Culture Shock 10.17.13: Gillian Anderson rises to the challenge of 'The Fall'

Americans may be forgiven for thinking Gillian Anderson has kept a low profile since "The X-Files." Actually, she's kept busy, living and working in the United Kingdom, and picking up, through osmosis, a British accent that at least is more convincing than Madonna's.

Her gripping new five-episode BBC television drama, however, should have audiences on both sides of the pond taking notice.

In series 1 of "The Fall" (Netflix instant, DVD), Anderson stars as Detective Superintendent Stella Gibson, a member of the London Metropolitan Police sent to Belfast, Northern Ireland, to get a result in a murder case the locals can't close. As both an outsider and a woman of authority in a male-dominated field, Gibson arrives to a situation primed for tension.

The tension only ratchets up when she begins to suspect there is more to the unsolved murder than just one unsolved murder. There is a serial killer at large, honing his skills, developing his technique and preparing to strike again.

Unfortunately, she's right, and the audience knows who the killer is even if Gibson doesn't.

Paul Spector (an unnerving Jamie Dornan of "Once Upon a Time") is a family man and a grief counselor. He works with couples who have lost children. He also stalks and kills woman, and he's getting better at it.

Female avengers pitted against male serial killers are nothing new. The metaphor of men who literally objectify women is too easy to pass up. "The Silence of the Lambs" perfected the genre, which is feminist while also a target of criticism from feminists. It just goes to show, you can tell a feminist story yet get zero credit if you don't tell the "right kind" of feminist story.

In "The Fall," the heroine isn't a rookie like Clarice Starling of "Silence," but a veteran who has dealt with serial killers before. The power dynamic is different. Gibson, whom Anderson plays with world-weary confidence, has power, and the men around her don't, or they don't have as much.
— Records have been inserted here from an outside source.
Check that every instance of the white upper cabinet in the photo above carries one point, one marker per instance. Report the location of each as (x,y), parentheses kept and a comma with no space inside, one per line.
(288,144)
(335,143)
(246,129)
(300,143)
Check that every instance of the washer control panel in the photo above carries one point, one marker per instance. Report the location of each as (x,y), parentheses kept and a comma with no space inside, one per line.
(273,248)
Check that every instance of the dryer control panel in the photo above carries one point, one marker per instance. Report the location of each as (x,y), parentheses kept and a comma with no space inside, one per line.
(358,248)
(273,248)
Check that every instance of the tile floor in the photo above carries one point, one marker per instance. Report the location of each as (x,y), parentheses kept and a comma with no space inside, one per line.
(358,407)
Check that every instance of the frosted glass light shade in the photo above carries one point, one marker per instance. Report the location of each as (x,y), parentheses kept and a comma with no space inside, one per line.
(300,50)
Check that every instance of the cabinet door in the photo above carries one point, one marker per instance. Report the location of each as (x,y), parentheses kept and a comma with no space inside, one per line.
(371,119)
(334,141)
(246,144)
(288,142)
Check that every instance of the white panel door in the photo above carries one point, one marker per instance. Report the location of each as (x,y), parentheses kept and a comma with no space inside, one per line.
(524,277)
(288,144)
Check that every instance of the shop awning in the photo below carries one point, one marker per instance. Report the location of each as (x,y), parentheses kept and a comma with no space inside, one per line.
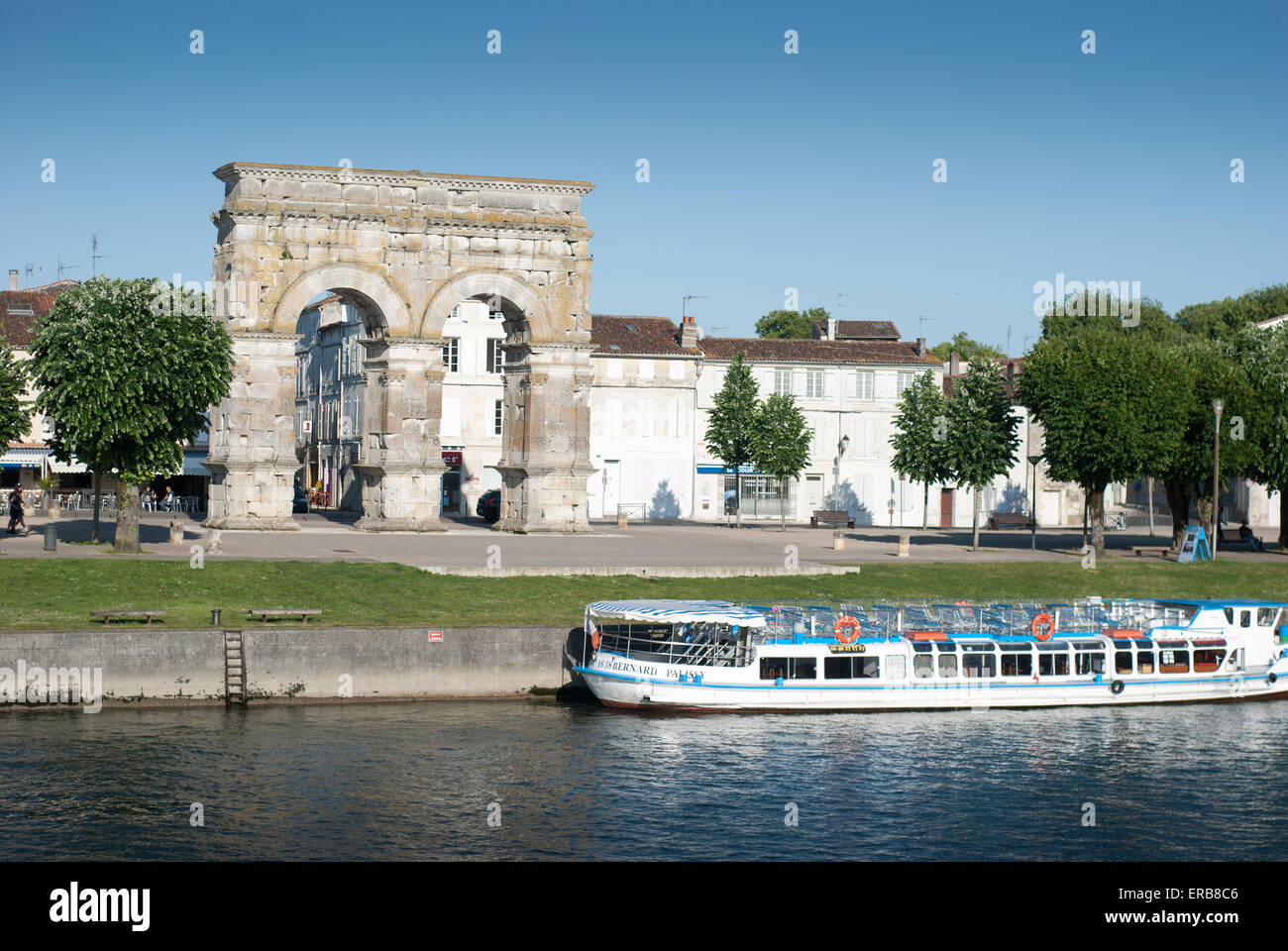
(22,458)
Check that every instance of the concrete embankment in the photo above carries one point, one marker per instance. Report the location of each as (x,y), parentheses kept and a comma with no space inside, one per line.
(156,667)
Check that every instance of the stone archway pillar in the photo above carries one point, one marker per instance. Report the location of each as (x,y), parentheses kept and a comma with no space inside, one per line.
(253,453)
(400,459)
(545,457)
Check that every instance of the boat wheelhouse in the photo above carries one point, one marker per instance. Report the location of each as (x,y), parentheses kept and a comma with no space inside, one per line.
(709,655)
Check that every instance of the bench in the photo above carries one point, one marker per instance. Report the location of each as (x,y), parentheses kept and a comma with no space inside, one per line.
(1004,518)
(265,613)
(129,615)
(832,518)
(1160,551)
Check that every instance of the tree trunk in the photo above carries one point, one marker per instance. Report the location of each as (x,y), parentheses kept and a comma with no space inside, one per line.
(1096,505)
(127,517)
(1179,502)
(98,492)
(1283,518)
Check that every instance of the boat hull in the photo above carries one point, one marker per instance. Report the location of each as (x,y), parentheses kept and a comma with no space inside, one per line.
(658,692)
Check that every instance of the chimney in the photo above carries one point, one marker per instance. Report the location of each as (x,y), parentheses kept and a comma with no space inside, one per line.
(688,333)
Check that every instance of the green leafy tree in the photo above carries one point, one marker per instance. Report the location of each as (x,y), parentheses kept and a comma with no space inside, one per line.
(1224,318)
(1263,357)
(732,424)
(966,348)
(982,431)
(1090,312)
(1113,407)
(798,325)
(781,442)
(14,416)
(919,440)
(1209,370)
(127,370)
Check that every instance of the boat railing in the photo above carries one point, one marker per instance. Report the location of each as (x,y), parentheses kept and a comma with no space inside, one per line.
(698,645)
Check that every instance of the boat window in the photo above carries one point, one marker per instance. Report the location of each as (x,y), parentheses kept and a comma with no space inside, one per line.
(850,668)
(1207,661)
(1018,664)
(979,665)
(1086,663)
(1052,664)
(803,669)
(773,668)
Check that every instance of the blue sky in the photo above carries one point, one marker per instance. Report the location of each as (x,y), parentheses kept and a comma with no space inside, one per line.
(767,170)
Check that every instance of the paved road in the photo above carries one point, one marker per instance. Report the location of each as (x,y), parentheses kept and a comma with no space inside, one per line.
(469,544)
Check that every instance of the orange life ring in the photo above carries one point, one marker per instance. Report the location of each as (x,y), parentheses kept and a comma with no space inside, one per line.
(1043,620)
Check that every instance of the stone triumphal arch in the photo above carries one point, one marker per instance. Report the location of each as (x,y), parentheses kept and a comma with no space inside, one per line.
(403,248)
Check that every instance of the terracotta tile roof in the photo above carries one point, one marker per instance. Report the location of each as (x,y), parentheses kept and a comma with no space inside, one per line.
(22,308)
(815,351)
(859,330)
(648,335)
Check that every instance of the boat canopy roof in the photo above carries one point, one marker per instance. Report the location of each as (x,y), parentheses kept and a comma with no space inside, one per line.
(678,612)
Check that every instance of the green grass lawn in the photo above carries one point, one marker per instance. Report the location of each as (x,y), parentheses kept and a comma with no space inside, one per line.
(58,593)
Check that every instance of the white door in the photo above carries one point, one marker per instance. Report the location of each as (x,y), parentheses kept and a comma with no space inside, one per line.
(1048,509)
(812,493)
(612,486)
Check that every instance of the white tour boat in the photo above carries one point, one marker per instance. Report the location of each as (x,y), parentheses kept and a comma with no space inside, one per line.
(711,655)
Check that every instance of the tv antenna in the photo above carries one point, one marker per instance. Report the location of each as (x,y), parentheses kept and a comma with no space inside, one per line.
(94,256)
(64,266)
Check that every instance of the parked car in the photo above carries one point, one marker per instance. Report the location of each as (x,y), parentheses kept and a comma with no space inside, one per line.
(489,505)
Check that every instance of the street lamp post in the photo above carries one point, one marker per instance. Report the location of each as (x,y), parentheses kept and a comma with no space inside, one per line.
(1033,510)
(1218,406)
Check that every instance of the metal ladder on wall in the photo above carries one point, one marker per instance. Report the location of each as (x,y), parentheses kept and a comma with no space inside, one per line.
(235,669)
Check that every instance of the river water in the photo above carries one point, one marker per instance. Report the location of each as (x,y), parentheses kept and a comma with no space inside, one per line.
(537,779)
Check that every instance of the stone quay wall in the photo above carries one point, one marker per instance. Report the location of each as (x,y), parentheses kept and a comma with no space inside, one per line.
(155,665)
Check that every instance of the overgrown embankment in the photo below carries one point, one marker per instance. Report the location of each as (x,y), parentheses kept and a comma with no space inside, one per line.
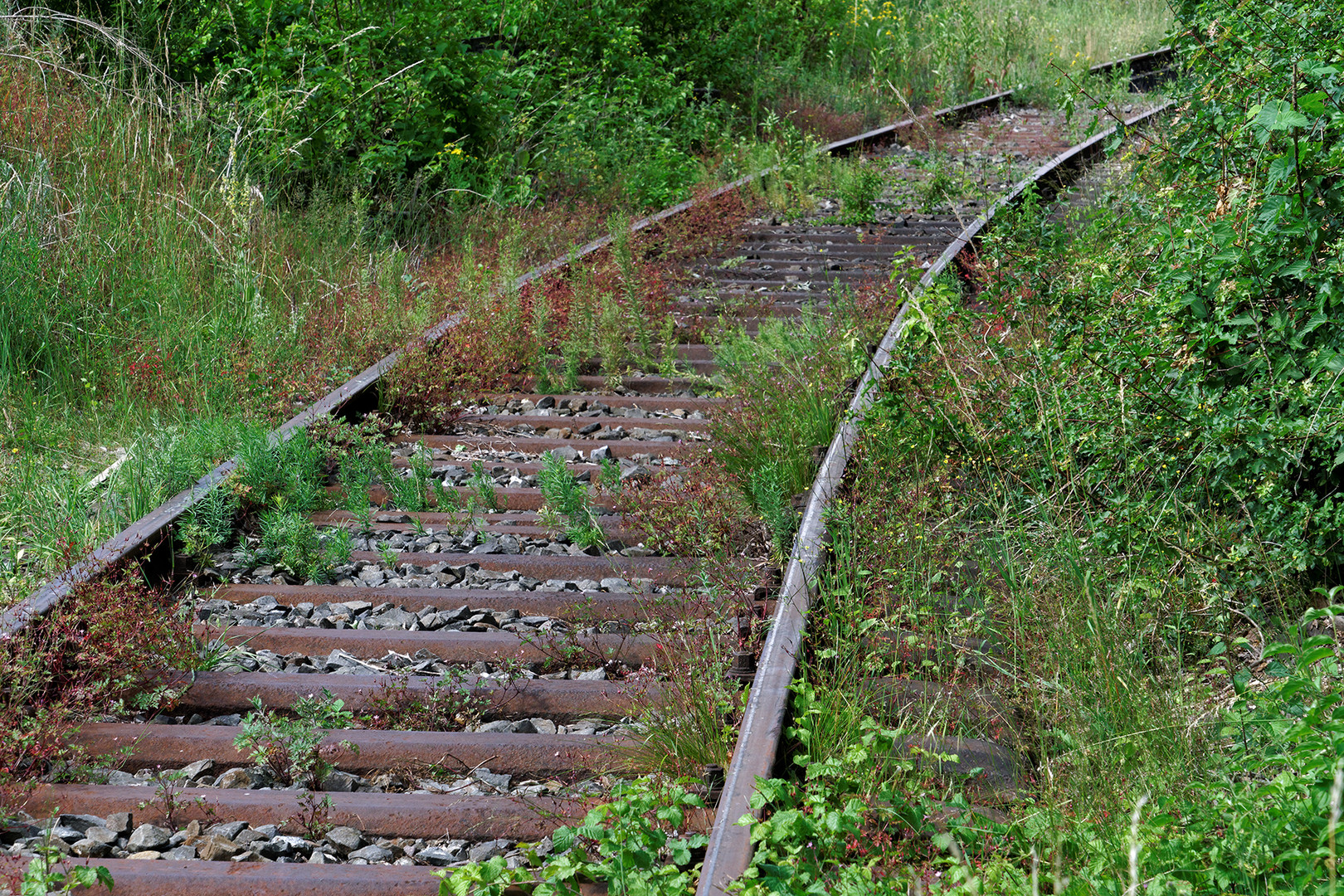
(1094,522)
(212,212)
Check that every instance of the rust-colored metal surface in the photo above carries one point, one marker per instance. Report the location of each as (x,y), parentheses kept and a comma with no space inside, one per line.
(728,852)
(537,445)
(507,754)
(214,694)
(778,270)
(670,571)
(429,816)
(136,878)
(663,403)
(449,646)
(604,605)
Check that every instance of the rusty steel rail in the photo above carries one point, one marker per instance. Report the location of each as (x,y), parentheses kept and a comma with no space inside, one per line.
(728,853)
(359,392)
(562,700)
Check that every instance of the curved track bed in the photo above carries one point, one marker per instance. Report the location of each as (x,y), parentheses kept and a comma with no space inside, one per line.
(544,640)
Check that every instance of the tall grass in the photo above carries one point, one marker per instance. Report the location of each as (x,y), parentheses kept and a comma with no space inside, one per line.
(884,56)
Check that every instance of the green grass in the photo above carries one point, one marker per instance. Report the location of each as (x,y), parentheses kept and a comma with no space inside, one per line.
(156,290)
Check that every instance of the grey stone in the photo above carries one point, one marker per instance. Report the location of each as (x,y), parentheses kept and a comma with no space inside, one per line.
(67,835)
(344,840)
(275,848)
(340,782)
(437,856)
(101,835)
(88,848)
(119,822)
(373,853)
(394,620)
(216,848)
(637,473)
(149,837)
(487,850)
(246,839)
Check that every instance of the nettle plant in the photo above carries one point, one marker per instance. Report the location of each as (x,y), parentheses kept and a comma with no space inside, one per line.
(1250,273)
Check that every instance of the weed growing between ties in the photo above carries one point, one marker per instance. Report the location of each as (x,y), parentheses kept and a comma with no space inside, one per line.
(647,840)
(95,655)
(292,748)
(1099,514)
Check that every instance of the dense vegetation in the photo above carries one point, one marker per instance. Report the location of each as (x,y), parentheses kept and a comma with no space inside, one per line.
(212,212)
(1125,472)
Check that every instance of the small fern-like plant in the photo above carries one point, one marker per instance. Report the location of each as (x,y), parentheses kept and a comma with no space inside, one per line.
(569,507)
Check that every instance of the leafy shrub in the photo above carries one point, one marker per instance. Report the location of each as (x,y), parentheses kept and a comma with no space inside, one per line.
(450,704)
(99,652)
(292,748)
(858,186)
(290,542)
(288,473)
(632,844)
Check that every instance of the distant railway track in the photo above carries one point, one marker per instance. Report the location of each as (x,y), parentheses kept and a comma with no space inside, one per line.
(446,603)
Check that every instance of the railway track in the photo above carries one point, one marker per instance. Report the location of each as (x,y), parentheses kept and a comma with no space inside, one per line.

As a pattern emerges among the killer's victims — young, attractive, up-and-coming professionals — Gibson deduces a motive. The killer is targeting women who have some measure of power and success, or at least more of it than he does. It's garden variety misogyny.

So far, little of that strays beyond the standard feminist critique of society's gender roles, but what makes "The Fall" interesting is where its sexual politics do diverge from the politically correct.

Gibson is completely comfortable with her sexuality and with using it, on occasion, to get what she wants. She has what British sociologist Catherine Hakim calls "erotic capital," and she knows how to spend it.

The day she arrives in Belfast, she picks up a fellow officer for a one night stand. Later, when the secret gets out, she confronts another officer about the double standard. No one thinks twice about a one night stand when the man is the instigator, she says. Then when told her fling is married, she responds she didn't know that and, in any case, that's his business, not hers.

For Gibson, embracing her own sexuality gives her a "male" outlook on sexual relations. Men are subject to her female gaze, and all is fair game. So, is that feminism or not?

All of this, however, is subtext for Gibson's pursuit of Spector, who at heart is an arrested adolescent who fancies himself beyond good and evil. It's a delusion that stands in stark contrast to the bleak landscape of Belfast, a working-class wasteland still not far removed from decades of sectarian religious conflict. Everyone there has seen too much, and everyone there, newcomer Gibson included, is compromised.

This is no paradise of Eden. This is the world after the Fall.